EDITORIAL | Xenophobia harms people, society and business

The foreign workforce is a necessity and it is in the interest of humanity and social wellbeing that they are made to feel welcome in Malta


The arraignment of two soldiers over the racially-motivated murder of an Ivorian immigrant has unmasked the dangers of xenophobia and racism.

Lassana Cisse Souleymane was murdered in the vilest of ways. He was killed in a drive-by shooting, with one of the accused reportedly admitting to the police that he was targeted because he was black.

Unfortunately, it has taken the murder of an innocent man, a father of three, for many to wake up to the dangers of flirting with xenophobia and racism.

This wakeup call must jig society, political leaders, social institutions and businesses into action.

Murder may be the ultimate sacrifice a person had to pay but in the words of Education Minister Evarist Bartolo this week at the inauguration of a new building at MCAST, it would be a mistake to stop at shock over what happened. “On a daily basis, we may be killing someone with prejudice… we need to accept diversity not simply tolerate it. We have no alternative but to open ourselves to the world,” Bartolo said.

Xenophobia harms people, society and business. It stifles creativity and innovation, breaks individuals and destroys a country’s soul.

This country has experienced exponential economic growth over the past five years that has brought with it an influx of foreign workers, who have plugged labour market shortages. This has brought with it a multitude of challenges Malta may have never experienced before.
And it is only natural that in times like these the challenges can cause people to fear the unknown.

These fears have to be addressed. Issues of law and order cannot be swept under the carpet. Disorderly and anti-social behaviour must be nipped so as to ensure that communities feel safe and orderly.

Councils and private companies need support in the form of cultural mediators to address some of the challenges posed by foreigners, who may not know Maltese customs, laws and culture.

This is where the country has probably failed. And in the absence of education, cultural mediation and efficient law enforcement, fear takes root, allowing some to capitalise on this to fan the flames of prejudice.
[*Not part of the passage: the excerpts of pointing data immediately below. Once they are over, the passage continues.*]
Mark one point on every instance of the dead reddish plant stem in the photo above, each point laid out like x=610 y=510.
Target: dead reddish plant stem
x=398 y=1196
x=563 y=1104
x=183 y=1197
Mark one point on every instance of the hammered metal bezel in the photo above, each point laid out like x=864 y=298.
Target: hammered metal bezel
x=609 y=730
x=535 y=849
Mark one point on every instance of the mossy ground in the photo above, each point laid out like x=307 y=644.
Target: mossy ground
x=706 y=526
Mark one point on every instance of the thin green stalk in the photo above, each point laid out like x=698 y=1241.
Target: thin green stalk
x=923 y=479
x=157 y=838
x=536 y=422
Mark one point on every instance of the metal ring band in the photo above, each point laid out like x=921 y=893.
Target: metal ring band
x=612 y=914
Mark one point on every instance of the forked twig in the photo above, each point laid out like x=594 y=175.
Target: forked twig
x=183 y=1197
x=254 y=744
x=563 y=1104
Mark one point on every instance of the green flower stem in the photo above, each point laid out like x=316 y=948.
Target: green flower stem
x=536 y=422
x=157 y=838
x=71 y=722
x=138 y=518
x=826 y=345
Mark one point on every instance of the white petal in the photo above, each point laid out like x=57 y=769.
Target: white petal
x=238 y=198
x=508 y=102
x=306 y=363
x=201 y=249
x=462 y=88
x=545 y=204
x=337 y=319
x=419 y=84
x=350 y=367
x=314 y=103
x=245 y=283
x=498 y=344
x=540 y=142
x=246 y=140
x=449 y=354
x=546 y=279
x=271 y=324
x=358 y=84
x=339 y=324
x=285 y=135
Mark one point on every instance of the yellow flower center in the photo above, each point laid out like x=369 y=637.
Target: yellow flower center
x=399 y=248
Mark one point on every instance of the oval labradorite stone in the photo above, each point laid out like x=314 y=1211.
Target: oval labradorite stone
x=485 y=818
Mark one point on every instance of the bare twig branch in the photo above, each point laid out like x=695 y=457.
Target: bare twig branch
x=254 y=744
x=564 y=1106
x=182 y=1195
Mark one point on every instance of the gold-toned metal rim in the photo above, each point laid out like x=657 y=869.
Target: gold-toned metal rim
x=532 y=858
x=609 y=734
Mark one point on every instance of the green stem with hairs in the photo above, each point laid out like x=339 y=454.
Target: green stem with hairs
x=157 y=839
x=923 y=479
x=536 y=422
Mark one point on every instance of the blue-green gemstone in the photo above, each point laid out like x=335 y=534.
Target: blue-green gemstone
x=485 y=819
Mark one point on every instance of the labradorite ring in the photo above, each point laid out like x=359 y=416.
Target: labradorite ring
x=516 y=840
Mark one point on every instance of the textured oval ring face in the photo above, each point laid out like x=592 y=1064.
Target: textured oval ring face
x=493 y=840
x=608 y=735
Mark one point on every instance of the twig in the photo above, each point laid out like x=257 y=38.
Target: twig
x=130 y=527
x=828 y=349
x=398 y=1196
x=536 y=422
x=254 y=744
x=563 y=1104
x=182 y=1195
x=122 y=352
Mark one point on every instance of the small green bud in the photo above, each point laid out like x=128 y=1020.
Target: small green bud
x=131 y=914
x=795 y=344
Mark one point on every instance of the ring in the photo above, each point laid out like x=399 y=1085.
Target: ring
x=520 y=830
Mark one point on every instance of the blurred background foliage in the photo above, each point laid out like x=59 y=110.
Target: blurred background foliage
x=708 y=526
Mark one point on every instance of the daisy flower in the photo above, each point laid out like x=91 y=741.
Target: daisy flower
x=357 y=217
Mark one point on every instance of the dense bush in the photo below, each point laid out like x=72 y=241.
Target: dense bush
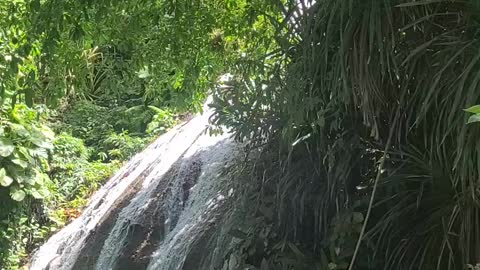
x=370 y=94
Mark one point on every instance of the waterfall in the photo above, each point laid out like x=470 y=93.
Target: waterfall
x=159 y=211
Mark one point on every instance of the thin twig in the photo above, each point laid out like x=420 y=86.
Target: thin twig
x=372 y=197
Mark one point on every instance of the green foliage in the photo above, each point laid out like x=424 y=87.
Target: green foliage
x=346 y=81
x=24 y=146
x=121 y=146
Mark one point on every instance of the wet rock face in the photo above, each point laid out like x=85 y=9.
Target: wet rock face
x=165 y=210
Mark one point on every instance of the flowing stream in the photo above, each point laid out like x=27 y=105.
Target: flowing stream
x=165 y=209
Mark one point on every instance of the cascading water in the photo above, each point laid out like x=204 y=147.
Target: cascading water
x=160 y=211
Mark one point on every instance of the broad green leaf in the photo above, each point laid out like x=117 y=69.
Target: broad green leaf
x=474 y=118
x=473 y=109
x=36 y=194
x=6 y=147
x=19 y=130
x=5 y=180
x=17 y=194
x=19 y=162
x=24 y=152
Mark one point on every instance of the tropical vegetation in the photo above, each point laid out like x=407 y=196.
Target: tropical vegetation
x=363 y=111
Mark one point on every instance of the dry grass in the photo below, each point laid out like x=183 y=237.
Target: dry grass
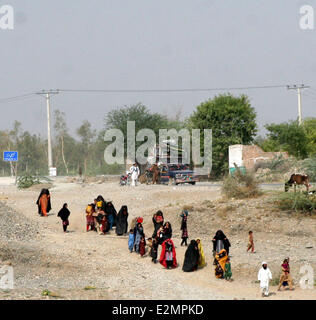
x=241 y=186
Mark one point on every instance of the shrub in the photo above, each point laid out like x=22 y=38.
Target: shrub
x=241 y=185
x=309 y=167
x=27 y=181
x=296 y=201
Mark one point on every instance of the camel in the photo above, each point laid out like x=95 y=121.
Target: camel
x=297 y=179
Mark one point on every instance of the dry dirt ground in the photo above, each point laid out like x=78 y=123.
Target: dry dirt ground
x=85 y=265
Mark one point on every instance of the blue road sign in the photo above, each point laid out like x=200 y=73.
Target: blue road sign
x=10 y=156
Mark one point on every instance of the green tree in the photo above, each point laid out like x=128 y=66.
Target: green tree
x=309 y=125
x=61 y=130
x=143 y=119
x=287 y=136
x=86 y=134
x=232 y=120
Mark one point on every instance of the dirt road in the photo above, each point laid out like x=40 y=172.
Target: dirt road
x=81 y=265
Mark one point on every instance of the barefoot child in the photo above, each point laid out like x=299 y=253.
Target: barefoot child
x=142 y=246
x=64 y=215
x=154 y=250
x=228 y=270
x=131 y=240
x=251 y=244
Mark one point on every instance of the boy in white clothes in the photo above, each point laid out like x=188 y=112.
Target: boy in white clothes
x=264 y=276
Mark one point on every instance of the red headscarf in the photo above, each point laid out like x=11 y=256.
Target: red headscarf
x=163 y=254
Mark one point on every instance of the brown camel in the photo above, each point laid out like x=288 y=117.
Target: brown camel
x=297 y=179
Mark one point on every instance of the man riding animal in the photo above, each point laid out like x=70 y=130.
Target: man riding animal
x=297 y=179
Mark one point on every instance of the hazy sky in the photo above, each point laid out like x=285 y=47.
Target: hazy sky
x=151 y=44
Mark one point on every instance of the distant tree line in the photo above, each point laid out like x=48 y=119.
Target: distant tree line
x=231 y=118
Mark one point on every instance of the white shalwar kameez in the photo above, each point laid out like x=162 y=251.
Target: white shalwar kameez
x=134 y=170
x=264 y=276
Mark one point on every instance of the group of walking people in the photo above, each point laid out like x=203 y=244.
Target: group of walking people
x=101 y=216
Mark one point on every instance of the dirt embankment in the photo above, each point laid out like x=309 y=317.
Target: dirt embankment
x=81 y=265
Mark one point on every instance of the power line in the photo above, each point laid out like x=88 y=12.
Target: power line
x=168 y=90
x=16 y=98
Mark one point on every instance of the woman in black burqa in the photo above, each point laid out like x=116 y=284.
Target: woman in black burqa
x=121 y=221
x=167 y=231
x=220 y=242
x=43 y=202
x=111 y=214
x=64 y=214
x=158 y=222
x=191 y=258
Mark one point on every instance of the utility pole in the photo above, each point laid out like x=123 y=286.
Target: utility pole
x=47 y=95
x=299 y=102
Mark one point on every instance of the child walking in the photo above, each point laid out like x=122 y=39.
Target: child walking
x=184 y=227
x=142 y=246
x=131 y=240
x=154 y=250
x=251 y=244
x=228 y=270
x=64 y=214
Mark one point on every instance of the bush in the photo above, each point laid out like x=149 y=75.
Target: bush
x=296 y=201
x=309 y=167
x=27 y=181
x=241 y=185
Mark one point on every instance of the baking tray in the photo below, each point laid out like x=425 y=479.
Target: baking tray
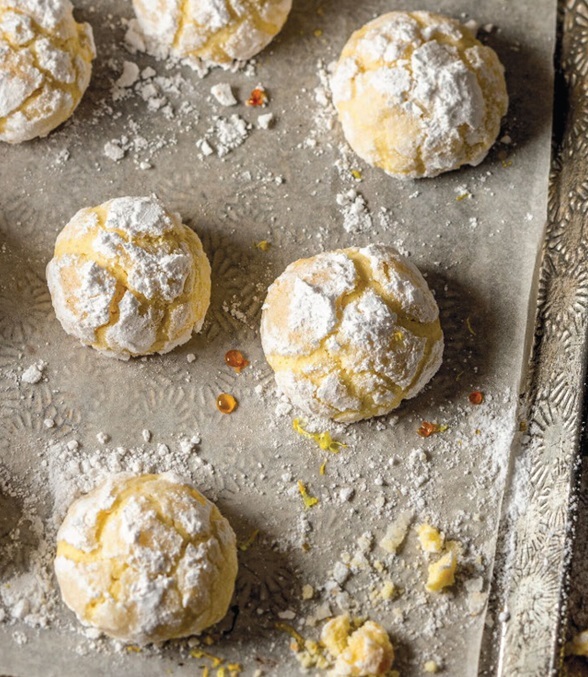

The foreign workforce is a necessity and it is in the interest of humanity and social wellbeing that they are made to feel welcome in Malta.

It is within this context that the business community needs to step up its game. A greater effort has to be expanded to ensure workplace mediation takes place between Maltese and foreigners. Wages to foreigners should be within legal parameters and just.

This must happen within a society-wide effort so that these new challenges are transformed into opportunities for all.

In a globalised economy, countries that embrace the diverse talent of a multicultural society could turn out to be the more successful.

Malta is no different. This country has always had a very open economy. Businesses have interacted with international players for centuries. Embracing openness should not be a problem for Malta.

The current influx of foreign workers should not scare us but it has to be well-managed to avoid xenophobia rearing its head.